津田寛治「別人のようにやせた」役作りの舞台裏 公開中「ONODA一万夜を越えて」で小野田少尉役

 第2次世界大戦が終わってからも29年間、フィリピンのルバング島でサバイバル生活を送った小野田寛郎さんを描いた映画『ONODA 一万夜を越えて』(公開中)が注目されている。第74回カンヌ国際映画祭のある視点部門でオープニング作品にもなった同作の舞台裏を探った。

 フランス、ドイツ、ベルギー、イタリア、日本による国際共同製作作品で、原作はベルナール・サンドロン。監督と脚本はフランスで最も注目されているアルチュール・アラリ。

 1974年3月、作戦任務解除令を受けて51歳で日本に帰還するまで、ジャングルに潜伏した小野田さんの日々をアラリ監督独自の視点で構成した本作は、小野田さんを知らない人にも共感できる人間ドラマに仕上がっている。約4カ月間のカンボジアロケを敢行し、臨場感あふれるシーンを作り上げた。

 国際共同製作映画でありながら、ほぼ全編が日本語のセリフで紡がれている異色作。成年期の小野田少尉を演じた津田寛治について、ミリタリーディレクションを担当したビッグファイタープロジェクトの越康広氏はこう語る。
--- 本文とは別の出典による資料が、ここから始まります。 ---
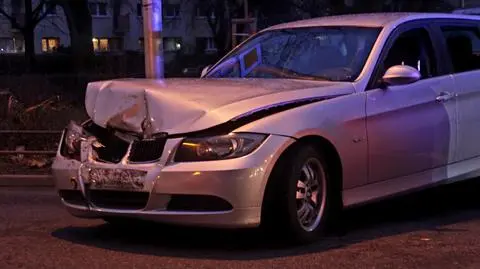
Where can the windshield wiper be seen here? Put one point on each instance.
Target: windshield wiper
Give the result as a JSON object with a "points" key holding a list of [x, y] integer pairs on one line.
{"points": [[294, 74]]}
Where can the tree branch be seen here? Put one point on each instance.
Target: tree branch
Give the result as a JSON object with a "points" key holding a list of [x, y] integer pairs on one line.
{"points": [[11, 19], [38, 18]]}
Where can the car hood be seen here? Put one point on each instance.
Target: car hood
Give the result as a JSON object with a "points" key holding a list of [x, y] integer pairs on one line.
{"points": [[186, 105]]}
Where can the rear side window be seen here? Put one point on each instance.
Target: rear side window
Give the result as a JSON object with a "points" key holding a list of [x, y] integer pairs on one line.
{"points": [[463, 44]]}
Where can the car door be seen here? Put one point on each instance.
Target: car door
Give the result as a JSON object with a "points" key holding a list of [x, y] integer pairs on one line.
{"points": [[462, 39], [411, 127]]}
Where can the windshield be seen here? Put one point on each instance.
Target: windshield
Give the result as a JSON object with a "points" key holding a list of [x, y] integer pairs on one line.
{"points": [[316, 53]]}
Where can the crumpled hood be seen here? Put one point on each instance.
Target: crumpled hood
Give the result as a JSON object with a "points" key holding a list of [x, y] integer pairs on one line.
{"points": [[185, 105]]}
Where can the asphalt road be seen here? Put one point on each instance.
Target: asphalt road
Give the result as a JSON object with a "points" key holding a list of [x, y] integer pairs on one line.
{"points": [[434, 229]]}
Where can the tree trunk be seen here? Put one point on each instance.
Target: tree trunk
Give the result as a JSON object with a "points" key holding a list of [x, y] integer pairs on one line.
{"points": [[29, 37], [80, 26]]}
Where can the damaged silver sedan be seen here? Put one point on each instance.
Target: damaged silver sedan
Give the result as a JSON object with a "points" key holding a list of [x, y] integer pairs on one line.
{"points": [[293, 125]]}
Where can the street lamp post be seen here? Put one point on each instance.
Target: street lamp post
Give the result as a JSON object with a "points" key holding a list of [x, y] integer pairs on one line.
{"points": [[152, 33]]}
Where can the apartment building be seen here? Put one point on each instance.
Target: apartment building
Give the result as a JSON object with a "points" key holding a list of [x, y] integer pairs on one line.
{"points": [[185, 28]]}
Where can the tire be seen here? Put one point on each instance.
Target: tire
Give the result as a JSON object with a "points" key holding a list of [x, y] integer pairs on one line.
{"points": [[300, 197]]}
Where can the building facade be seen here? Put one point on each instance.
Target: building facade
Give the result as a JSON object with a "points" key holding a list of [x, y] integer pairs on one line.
{"points": [[185, 28]]}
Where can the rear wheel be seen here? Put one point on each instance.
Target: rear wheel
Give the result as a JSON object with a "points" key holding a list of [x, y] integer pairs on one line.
{"points": [[300, 197]]}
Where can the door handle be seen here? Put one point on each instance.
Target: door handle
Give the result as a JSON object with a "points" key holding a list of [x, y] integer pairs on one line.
{"points": [[444, 96]]}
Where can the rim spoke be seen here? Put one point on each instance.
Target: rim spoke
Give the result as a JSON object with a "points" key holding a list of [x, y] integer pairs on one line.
{"points": [[303, 213], [301, 184], [301, 195], [314, 198], [308, 173], [309, 194]]}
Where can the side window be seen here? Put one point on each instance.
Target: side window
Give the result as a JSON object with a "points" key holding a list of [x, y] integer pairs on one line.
{"points": [[463, 43], [413, 48]]}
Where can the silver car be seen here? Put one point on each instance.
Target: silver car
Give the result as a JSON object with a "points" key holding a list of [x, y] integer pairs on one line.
{"points": [[295, 124]]}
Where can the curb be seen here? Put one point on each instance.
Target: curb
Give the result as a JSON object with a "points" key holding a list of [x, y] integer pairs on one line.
{"points": [[26, 181]]}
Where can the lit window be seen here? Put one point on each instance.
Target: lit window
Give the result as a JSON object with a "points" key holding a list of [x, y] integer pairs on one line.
{"points": [[205, 44], [171, 10], [98, 9], [172, 44], [50, 9], [211, 46], [203, 13], [50, 44], [95, 44], [105, 44], [139, 9]]}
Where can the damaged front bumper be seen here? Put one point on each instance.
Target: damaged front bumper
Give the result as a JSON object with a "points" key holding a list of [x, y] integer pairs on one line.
{"points": [[225, 193]]}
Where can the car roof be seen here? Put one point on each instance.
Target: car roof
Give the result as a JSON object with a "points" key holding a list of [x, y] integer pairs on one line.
{"points": [[370, 19]]}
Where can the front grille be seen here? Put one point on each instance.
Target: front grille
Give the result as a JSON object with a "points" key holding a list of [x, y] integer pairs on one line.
{"points": [[73, 197], [147, 150], [118, 199], [201, 203]]}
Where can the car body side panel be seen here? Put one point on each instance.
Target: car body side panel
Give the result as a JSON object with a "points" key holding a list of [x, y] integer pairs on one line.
{"points": [[340, 120], [468, 114], [409, 131]]}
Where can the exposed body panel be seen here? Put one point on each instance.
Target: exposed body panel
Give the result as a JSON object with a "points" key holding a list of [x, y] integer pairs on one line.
{"points": [[409, 130], [389, 141], [468, 114], [185, 105], [340, 120]]}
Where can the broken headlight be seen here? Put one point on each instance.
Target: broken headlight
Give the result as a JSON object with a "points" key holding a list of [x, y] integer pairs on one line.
{"points": [[72, 139], [223, 147]]}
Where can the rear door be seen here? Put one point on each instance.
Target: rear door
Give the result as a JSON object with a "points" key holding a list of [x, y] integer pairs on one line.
{"points": [[462, 42], [411, 128]]}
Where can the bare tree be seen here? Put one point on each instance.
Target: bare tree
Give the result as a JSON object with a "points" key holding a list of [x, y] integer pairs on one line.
{"points": [[79, 22], [33, 15]]}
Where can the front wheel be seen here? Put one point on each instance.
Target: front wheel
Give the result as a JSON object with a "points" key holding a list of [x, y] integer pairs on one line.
{"points": [[299, 197]]}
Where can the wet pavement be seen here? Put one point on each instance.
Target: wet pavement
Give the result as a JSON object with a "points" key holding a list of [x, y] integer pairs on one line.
{"points": [[437, 229]]}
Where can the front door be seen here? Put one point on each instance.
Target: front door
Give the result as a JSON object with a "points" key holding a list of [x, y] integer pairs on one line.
{"points": [[411, 128]]}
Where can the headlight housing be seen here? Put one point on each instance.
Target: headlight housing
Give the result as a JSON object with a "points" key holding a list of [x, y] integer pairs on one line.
{"points": [[222, 147]]}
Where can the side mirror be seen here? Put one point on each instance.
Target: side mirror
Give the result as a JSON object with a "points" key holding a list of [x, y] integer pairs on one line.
{"points": [[401, 75], [205, 70]]}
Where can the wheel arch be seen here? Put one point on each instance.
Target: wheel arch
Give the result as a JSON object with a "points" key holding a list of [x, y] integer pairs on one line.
{"points": [[332, 159]]}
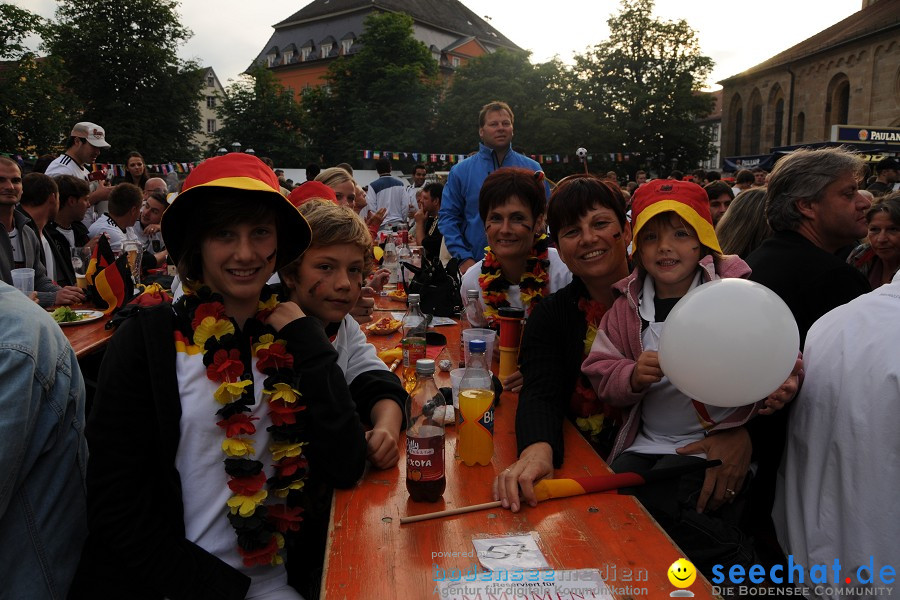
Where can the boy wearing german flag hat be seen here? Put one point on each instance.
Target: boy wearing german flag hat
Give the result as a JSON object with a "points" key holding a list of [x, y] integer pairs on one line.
{"points": [[675, 251]]}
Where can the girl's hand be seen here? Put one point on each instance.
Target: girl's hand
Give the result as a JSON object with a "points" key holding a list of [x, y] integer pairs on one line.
{"points": [[283, 314], [786, 392], [646, 371], [378, 279]]}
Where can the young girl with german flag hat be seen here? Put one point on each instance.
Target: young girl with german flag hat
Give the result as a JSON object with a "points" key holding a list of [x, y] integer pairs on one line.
{"points": [[675, 250], [212, 414]]}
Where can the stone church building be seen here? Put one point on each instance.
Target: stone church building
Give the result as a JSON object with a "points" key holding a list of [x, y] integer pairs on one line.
{"points": [[848, 74]]}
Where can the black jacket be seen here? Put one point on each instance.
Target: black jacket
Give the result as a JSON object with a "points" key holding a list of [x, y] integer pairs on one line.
{"points": [[137, 546], [810, 280]]}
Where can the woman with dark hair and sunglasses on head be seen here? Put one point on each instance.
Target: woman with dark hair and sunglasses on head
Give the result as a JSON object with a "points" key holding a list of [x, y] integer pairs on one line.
{"points": [[878, 258], [587, 221], [519, 268]]}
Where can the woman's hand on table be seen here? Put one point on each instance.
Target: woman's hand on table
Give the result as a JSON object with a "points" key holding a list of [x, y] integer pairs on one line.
{"points": [[364, 307], [69, 295], [535, 463], [722, 483], [382, 447], [283, 314], [513, 383], [786, 392], [378, 279]]}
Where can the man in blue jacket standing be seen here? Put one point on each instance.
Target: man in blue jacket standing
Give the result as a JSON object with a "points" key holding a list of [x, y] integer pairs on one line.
{"points": [[459, 220]]}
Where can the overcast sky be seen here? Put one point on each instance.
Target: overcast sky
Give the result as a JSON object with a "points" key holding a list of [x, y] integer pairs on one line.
{"points": [[228, 34]]}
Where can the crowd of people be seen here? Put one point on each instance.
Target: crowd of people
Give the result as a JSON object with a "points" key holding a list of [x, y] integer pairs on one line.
{"points": [[223, 420]]}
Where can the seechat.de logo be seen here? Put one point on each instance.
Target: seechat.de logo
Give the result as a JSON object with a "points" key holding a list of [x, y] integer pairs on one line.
{"points": [[682, 574]]}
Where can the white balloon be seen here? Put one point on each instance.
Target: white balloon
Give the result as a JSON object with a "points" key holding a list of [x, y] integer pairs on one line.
{"points": [[729, 342]]}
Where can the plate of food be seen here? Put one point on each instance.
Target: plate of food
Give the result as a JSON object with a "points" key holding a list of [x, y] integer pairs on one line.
{"points": [[66, 316], [384, 326]]}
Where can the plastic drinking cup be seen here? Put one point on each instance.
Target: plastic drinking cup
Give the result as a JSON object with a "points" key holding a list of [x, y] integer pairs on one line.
{"points": [[488, 335], [23, 280]]}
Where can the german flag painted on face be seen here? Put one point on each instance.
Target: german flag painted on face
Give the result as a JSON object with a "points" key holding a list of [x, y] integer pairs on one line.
{"points": [[101, 257], [112, 287]]}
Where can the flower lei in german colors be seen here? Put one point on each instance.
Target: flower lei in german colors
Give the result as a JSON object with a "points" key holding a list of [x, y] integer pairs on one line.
{"points": [[203, 323], [532, 287]]}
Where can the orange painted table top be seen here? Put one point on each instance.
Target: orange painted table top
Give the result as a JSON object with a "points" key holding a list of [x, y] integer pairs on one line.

 「津田さんとは別作品でもご一緒したことがありましたが、今作では役作りのため、別人のようにやせて、見つかったときの小野田さんのように頬もこけていた。軍人の所作に関しても、熱心に質問し、貪欲に役作りされていました」

 そして、映画でも再現された当時の小野田さんの生活ぶりについて「現地での小野田さんは、生と死が背中合わせの生活。雨しのぎは屋根代わりに大量の葉を使い、髪やひげは、トタンで作ったハサミを使ってカットするなど、身の回りにある物を改造して生活に必要な物をそろえていました。祖国日本のため、遠くルバング島まで派遣された彼らはどんな気持ちだったのか…」と思いをはせた。